5 Tips For First Time Gardeners

So you’re lookin’ to start your first garden but you’re also like “where do I start?”

We reached out to our friend and Earth’s Own Plant Project winner, Zoe from Lettuce Harvest to get her fav veggies for first time growers and to offer some tips on watering needs, light requirements, and anything else you may need to make your garden thrive.

Kale

Kale is hardy as heck and can grow even when it gets a little chilly outside. It’s a rad veggie for first time gardeners. Here are some simple tips to kill it with kale…

  • You can start planting in March when the heavy rains stop.
  • Prefers sun, but is also shade tolerant.
  • Well drained and nutrient rich soil is best.
  • Watch out for pests when they’re little! I recommend starting to grow your kale indoors or (pro-tip) buy transplants.
  • If you’re in a mild climate, like I am on the west coast of Canada, you can grow all winter
  • Avoid planting near nightshades.
  • Herbs and Kale are besties.

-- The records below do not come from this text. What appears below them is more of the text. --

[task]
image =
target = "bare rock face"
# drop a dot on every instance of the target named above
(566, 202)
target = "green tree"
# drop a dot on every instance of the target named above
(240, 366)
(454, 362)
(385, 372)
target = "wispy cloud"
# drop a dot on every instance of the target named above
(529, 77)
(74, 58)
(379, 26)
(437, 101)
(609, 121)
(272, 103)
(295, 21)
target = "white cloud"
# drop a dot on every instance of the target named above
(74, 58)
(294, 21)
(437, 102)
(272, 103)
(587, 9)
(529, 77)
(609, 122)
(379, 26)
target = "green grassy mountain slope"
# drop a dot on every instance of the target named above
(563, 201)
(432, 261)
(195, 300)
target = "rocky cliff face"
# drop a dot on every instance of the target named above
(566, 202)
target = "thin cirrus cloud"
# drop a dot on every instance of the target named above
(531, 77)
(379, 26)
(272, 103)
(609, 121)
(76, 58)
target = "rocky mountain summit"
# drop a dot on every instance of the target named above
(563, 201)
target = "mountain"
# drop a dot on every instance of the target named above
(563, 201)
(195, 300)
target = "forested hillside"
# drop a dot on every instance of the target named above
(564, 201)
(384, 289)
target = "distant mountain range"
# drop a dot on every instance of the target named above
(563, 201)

Go ahead and grow ‘em together.

I plant my kale pretty close together which helps shade the soil and prevent drying out on hot summer days.

Peas

Delish to snack on, peas are an awesome early harvest. If you have the vertical space to let them grow, pea plants can get anywhere from 3ft to 8ft tall.

  • Peas like lots of sun, but they don’t like when it’s hot.
  • You want to get them in the ground as soon as possible. Here on the West Coast of Canada you can start planting them as early as mid/late February.
  • Well drained soil is best, with lots of organic matter.
  • Peas make great companion plants for tons of veggies and herbs, but you want to avoid onions.

Radishes

Radishes are great to plant super early and easy to grow in any sized garden. And you don’t need heaps of patience for ‘em, some varieties mature in just over a month.

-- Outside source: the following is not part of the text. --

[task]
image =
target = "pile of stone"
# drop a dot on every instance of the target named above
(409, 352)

  • Radishes like nutrient rich soil.
  • If you’re lookin’ for a growing companion, they’re great with cucumbers and nasturtiums, not so great with brassicas.
  • They’re ready to harvest usually within 3 weeks of planting.
  • Either full sun or semi-shade, but make sure the soil doesn’t get too hot.
  • Radishes should never sit in water, but they do like sufficient moisture so that roots can grow plump.

Arugula

This peppery plant is delish to add a little plant-based spice to yo’ salads. And since it’s a pricier option at the grocery store, growing it yourself is a super smart option.

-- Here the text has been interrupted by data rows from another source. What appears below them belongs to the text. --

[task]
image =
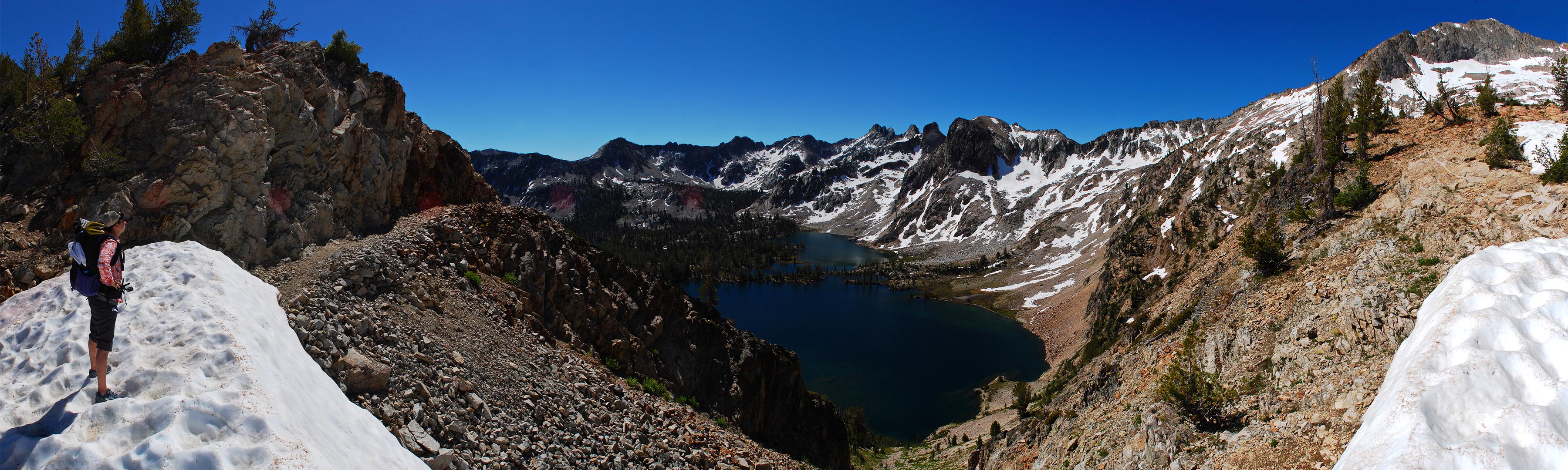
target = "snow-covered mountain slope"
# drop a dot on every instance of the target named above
(1482, 383)
(212, 373)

  • Arugula likes lots of sun but not too much heat.
  • I recommend planting early in the spring or late in the summer.
  • Arugula can manage with some shade.
  • Can thrive in a lot of soil variants.
  • Arugula is a pretty versatile plant and works well with a variety of veggies.

Mint

Big pro-tip: keep Mint in a pot! This is a really well adapted plant and will spread like crazy. Bonus, it’s not too picky about what it needs.

  • Mint is a very versatile plant, and different varieties can tolerate different amounts of shade.
  • If you plant it directly into soil, even a few inches of root can completely regenerate the plant – and if it’s neglected and looks really sad, add some water to the roots and it should come back really quickly.
  • It is a great pest deterrent, but should be kept in containers around other plants to avoid it taking over the space.

Overall tips to make yo’ garden grow:

Make sure you give your plants enough water, especially if there is exposed soil or it’s extra hot. If you’re planting in containers, it can be a fine balance between making sure the soil is draining well and ensuring you’re not washing out a lot of the nutrients. For this reason, container plants often require more check-ins and adjustments as the season progresses.

The plants listed above are generally pretty easy to manage and get a harvest from. Before getting started, take some time to assess your space and your needs – there’s no point in growing something you don’t like to eat!

My biggest piece of advice is to look at your space, determine what you want to grow, and what the specific requirements will be. The germination/seedling phase can be the most difficult, so if you’re able to, buying established seedlings can be a great place to start.

Most of all, have fun and enjoy all the fresh, delish eats you’ll be growin’ yo’self!